# Question.



## Juggalo420 (May 13, 2007)

don't know if right place, new here feel free to move it if it is in the wrong place mods.
so I heard that you can add more flavor to your buds by watering it with some fruit juice or something along those lines, not exactly sure...
but I think that gets the idea out there, anyone know anything about this subject and how i'd go about doing it??
help would be greatly appreciated!


----------



## kb3159 (May 13, 2007)

I know there is products out there that are loaded with sugar "carbs". I'v read a lot af good stuff about botonicares SWEET or advanced nutrients has carbo load that enhances flavor and smell.

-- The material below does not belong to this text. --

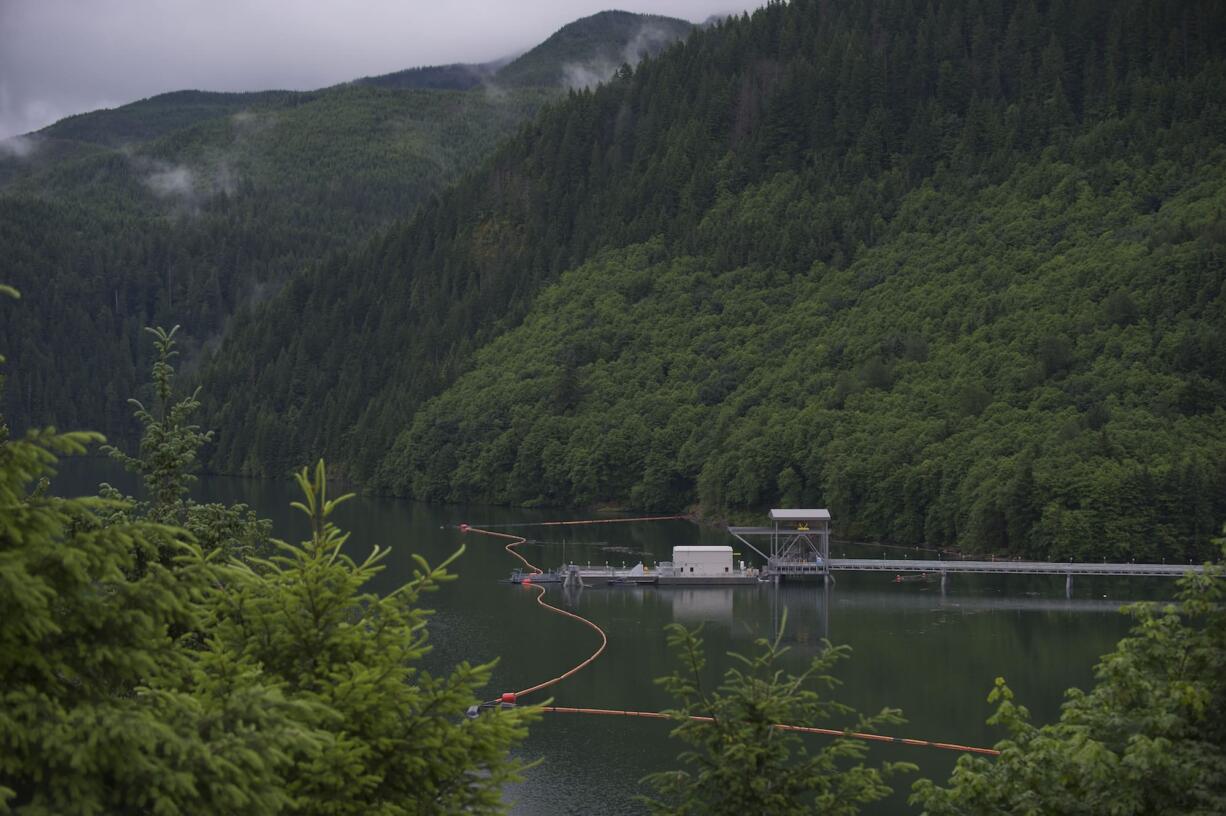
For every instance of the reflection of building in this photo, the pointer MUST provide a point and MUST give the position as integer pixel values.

But i probly wouldnt water with anything like that.


----------



## Juggalo420 (May 13, 2007)

thanks...
&& i'll take your advice and not...
but I could have sworn i read it somewhere on here,
I think maybe on someones post about trying to grow a plant mixed with adderol or something like that...


----------



## trillions of atoms (May 13, 2007)

nooooooooooooooooo.... please dont water them with gatorade, it wont help, and purple red n orange koolaide wont turn buds colors.


----------



## Juggalo420 (May 13, 2007)

LOL

you trying to call me an idiot or what?


----------



## CFLgrower (May 15, 2007)

You can flavor the buds:

While curing:

http://www.marijuanapassion.com/forum/showthread.php?t=12571&highlight=flavoring


While feeding:

http://www.marijuanapassion.com/forum/showthread.php?t=10765&highlight=flavoring

I couldn't find the post specific post on the adderoll but I have read that thread as well...


----------



## rollingstoned77 (May 15, 2007)

What is wrong with the taste of pot? if you want to taste oranges EAT AN ORANGE . Good bud will taste good with out adding flavors .if you are not growing organically , a fruit juice would atract bugs and flies . JUST SMOKE THE BUDS THE WAY THEY ARE . POT TASTES GOOD !!!!

just my $0.02


PEACE


----------



## herbman (May 15, 2007)

(agrees with rolling stoned)


----------



## dew-b (May 31, 2007)

herbman said:
			
		

> (agrees with rolling stoned)


 i am the the light its flame that you seek


----------



## kanehduhbuz (Jun 2, 2007)

am using sweet + carbo load + a bunch of other items trying to go all organic. also, read in hi times article using sweet - it should make your berry stains even tastier


----------